General Trias is a pretty spread out area. We live between the city proper and Manggahan. Very seldom go to city proper since Manggahan has all the shops/restaurants/banks that we need. City proper has historic Catholic Church. We can drive to Tagaytay in about a half hour. Brand new 150 room hotel(Bayleaf) opening in next couple months in Manggahan area.

Chuck


----------



## aaronwelch2016 (May 13, 2016)

ohiogary said:


> I have met a friend that lives in General Trias, and plan on visiting in of May, early June, still waiting for my passport. Any information of the area, places to see, I have done some internet searching, but would rather hear from someone else views . And if all goes well maybe retiring to the philippines. Been there about 10 times, subic bay and Cebu, many years ago, enjoyed .

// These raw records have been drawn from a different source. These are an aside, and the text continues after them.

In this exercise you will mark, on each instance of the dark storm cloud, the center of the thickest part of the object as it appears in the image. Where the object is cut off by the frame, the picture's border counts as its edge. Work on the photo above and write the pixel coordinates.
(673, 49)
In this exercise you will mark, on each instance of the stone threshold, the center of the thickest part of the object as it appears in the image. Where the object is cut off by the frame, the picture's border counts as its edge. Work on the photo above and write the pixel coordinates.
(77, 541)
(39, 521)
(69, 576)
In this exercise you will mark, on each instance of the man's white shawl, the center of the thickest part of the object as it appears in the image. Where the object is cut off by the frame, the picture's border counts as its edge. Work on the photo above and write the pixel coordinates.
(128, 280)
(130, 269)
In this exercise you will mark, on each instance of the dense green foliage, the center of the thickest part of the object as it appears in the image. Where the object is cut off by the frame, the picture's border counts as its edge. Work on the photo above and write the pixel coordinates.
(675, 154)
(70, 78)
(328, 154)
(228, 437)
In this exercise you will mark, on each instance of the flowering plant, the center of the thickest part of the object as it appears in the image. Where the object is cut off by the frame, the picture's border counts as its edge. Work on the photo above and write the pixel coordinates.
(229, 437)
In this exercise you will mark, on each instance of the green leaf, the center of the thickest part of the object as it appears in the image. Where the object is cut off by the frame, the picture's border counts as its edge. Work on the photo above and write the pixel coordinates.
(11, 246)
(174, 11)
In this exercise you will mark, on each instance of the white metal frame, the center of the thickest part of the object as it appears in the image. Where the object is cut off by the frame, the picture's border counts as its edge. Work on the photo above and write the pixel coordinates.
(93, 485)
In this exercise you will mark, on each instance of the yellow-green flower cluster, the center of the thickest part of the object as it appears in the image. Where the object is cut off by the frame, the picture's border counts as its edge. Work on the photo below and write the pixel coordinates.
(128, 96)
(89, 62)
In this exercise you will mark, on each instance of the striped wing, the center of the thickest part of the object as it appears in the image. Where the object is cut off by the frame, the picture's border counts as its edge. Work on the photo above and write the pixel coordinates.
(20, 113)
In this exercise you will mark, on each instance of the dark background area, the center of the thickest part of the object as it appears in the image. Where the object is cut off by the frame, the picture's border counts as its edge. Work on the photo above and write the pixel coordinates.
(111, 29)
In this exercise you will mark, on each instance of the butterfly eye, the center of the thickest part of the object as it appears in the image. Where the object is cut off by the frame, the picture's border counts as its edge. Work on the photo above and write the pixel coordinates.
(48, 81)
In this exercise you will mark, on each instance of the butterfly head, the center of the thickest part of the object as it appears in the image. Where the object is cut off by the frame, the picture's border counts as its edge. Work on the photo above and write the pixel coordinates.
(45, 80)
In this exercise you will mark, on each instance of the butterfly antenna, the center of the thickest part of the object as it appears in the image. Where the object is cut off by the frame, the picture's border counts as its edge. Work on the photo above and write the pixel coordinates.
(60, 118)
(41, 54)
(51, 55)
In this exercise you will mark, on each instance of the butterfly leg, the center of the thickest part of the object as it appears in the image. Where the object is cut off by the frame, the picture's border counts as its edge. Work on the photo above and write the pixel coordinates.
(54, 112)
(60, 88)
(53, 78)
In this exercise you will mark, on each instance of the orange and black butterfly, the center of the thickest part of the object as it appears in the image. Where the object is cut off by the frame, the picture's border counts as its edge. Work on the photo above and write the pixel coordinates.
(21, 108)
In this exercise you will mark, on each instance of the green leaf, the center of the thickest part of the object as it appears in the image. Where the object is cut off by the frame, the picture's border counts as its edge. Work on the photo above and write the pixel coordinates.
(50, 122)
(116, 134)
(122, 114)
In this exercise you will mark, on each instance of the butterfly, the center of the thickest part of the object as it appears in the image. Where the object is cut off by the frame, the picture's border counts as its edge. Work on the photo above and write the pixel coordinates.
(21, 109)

Been to the place at least two times when I visited Philippines for the ocular of our business site. If you've been to Cebu or Subic, don't expect more on General Trias. It's a recently proclaimed city of Cavite formerly known as Francis Asisi. The areas is like the intramurus where in filled with hispanic houses and landmarks. There are also resorts if you wish to unwind such as la traviesa if you're coming from the Airport, it's about 2 hours to get there including the traffic but if you wish to rent a car, you can get there in an hour via aguinaldo highway.


----------



## bidrod (Mar 31, 2015)

If I was coming from the airport I would take the CAVITEX(Coastal Road) which would bypass most of the towns. Aguinaldo as suggested is alway a congested highway due to passing thru many municipalities. JMHO since I have lived here since June 2010. It was named for St. Francis of Asisi but the town was called San Francisco de Malabon. It used to include the current municipalities of Rosario and Tanza. See: http://generaltrias.gov.ph/about-general-trias/history/ 
As I stated it is a very spread out area with many subdivisions in the different Barangays.

Chuck


----------



## bidrod (Mar 31, 2015)

La Traviesa is just down the road from our subdivision and I pass it to get to Barangay Manggahan to shop/bant or go to restaurants. A Resort is in it name but more like small hotel/motel with pools to me. I am waiting for the new Bayleaf Hotel to open with a couple of restaurants/pool/rooftop bar. If the restaurants are as good as it's sister hotel in Intramuros I will be a happy camper. FYI this is the site for La traviesa: La Traviesa Resort

Chuck


----------